May 12, 2010 - 0 Comments

In our previous posts on “Key Components for Maximizing Video Conferencing Investments,” we addressed the importance of having people and processes in place to accelerate usage and adoption.  In this segment, we’ll discuss the significant role that technology plays in the successful deployment of any video solution and how asking a few basic questions from the start can make a significant difference.

The key to ensuring maximum adoption of a new video solution is to quickly and seamlessly integrate it into your existing business practices.  Having your network infrastructure optimized to support your video strategy is imperative, that means asking some important questions from the beginning of the process:

  • What are my immediate, mid-range and long term objectives with video communications? Should I start with a small deployment and grow, or would it be more effective to enable every desktop with video on Day 1?
  • Does my network have the capacity and quality of service to support video calls?  Should I increase network capacity?  How many concurrent calls should I plan for?
  • Is it scalable to support future growth?  If I want to grow my network, how will I add new locations, new endpoints and new capabilities?  Will I have to replace infrastructure?
  • Will my video network require internal and external calls?  How well does the infrastructure traverse firewalls?  Will it be easy to connect to customers, partners and vendors outside my firewall?
  • Is the technology interoperable with other platforms like Microsoft, IBM, Avaya and others?  How well, if at all, does the video network integrate with my unified communications (UC) platform?   Will it compliment my UC strategy or operate independently?

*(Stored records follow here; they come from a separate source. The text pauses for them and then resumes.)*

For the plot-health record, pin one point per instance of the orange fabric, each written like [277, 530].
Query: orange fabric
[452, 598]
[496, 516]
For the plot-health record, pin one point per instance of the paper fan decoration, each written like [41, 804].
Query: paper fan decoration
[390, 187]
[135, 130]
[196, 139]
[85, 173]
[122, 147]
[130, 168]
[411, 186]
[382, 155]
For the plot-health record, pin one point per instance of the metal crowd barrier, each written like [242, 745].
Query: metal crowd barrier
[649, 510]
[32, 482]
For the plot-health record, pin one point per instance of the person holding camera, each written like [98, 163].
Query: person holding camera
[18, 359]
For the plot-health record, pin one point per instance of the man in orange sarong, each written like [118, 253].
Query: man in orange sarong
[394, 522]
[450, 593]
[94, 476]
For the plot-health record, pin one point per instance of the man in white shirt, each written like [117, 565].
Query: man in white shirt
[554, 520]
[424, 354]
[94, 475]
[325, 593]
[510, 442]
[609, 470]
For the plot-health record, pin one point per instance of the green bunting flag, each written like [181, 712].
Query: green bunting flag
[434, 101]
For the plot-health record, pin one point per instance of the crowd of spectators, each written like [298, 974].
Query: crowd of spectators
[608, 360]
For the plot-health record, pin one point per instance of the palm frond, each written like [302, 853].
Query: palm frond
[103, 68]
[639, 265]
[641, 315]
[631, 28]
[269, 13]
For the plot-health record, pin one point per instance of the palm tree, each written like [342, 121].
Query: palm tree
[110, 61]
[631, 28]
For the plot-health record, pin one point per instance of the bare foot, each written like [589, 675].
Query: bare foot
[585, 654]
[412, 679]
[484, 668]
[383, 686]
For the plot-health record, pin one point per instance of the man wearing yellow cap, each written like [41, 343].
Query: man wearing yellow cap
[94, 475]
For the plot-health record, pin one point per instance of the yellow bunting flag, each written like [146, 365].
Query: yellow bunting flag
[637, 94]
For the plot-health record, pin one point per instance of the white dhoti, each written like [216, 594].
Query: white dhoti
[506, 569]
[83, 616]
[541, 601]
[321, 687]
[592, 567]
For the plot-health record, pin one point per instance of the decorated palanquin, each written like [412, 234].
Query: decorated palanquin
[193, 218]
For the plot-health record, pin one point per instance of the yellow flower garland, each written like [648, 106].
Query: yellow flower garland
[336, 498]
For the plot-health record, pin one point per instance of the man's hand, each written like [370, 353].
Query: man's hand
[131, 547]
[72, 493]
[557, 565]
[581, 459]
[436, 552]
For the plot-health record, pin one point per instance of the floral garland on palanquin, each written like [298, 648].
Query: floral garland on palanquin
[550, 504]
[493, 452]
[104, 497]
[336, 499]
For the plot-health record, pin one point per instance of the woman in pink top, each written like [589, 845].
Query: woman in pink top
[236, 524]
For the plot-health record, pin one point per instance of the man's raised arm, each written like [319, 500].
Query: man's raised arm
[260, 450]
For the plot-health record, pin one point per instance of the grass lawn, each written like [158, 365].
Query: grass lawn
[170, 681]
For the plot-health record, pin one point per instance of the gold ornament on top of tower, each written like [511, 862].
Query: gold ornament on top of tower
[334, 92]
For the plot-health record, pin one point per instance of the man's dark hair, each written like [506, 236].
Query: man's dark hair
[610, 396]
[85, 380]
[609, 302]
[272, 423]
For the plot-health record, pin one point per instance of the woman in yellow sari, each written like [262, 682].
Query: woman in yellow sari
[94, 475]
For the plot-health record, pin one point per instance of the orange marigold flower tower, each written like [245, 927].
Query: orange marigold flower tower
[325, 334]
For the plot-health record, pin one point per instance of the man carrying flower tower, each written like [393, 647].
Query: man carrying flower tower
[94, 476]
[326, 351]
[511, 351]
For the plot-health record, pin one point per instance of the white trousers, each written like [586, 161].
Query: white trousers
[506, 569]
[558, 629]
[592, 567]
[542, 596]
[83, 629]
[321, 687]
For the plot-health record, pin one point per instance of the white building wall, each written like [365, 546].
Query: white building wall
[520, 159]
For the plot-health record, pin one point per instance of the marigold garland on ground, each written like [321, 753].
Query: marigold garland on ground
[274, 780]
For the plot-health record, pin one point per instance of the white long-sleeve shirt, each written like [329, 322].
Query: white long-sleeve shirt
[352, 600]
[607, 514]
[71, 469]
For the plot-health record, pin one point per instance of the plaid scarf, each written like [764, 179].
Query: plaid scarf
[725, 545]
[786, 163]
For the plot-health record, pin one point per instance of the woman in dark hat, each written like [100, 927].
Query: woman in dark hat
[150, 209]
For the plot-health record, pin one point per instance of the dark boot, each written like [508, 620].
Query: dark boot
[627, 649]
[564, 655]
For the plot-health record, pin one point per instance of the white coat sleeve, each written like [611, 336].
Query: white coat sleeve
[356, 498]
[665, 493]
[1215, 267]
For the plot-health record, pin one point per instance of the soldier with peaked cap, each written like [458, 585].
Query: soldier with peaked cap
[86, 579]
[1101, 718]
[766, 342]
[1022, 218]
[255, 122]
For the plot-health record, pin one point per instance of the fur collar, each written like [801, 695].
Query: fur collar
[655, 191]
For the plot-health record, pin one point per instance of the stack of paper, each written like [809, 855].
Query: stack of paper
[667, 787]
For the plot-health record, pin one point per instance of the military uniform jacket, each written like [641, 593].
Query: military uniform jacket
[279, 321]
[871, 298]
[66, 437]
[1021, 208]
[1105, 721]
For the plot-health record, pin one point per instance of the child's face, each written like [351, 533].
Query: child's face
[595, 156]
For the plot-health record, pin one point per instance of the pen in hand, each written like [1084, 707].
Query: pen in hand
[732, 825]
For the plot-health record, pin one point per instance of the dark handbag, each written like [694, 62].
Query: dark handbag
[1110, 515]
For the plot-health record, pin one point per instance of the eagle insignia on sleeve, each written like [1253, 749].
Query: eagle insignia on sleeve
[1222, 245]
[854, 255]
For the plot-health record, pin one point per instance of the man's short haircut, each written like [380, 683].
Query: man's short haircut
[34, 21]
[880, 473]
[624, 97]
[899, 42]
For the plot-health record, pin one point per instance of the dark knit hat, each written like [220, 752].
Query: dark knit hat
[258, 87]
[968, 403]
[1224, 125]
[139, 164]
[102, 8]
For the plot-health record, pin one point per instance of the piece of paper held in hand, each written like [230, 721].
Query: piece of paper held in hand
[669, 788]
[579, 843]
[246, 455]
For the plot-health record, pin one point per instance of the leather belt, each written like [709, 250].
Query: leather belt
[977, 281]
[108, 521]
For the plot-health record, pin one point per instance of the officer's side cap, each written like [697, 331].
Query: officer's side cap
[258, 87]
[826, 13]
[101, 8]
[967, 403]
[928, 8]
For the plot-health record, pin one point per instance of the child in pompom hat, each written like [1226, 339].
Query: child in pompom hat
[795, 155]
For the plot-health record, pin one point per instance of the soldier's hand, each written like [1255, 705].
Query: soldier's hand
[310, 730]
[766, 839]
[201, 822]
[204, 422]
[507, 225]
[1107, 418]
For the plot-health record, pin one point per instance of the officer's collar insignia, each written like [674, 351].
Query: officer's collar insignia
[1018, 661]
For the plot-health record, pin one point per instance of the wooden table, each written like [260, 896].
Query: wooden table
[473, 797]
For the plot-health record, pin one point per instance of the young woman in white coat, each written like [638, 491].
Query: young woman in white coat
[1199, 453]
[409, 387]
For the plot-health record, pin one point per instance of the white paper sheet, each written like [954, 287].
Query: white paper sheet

Each one of these questions raises important considerations that – if not addressed early on – can significantly impact the roll-out of your video network and ultimately be the difference between a successful and a less then successful implementation.   Fortunately you do not have to go it alone when addressing these questions.   There are a range of services that are available from manufacturers, integrators and consultants that will help you architect a solution that fits your goals.  Investing the time and effort up front will pay big dividends when it comes to getting the most from your video network.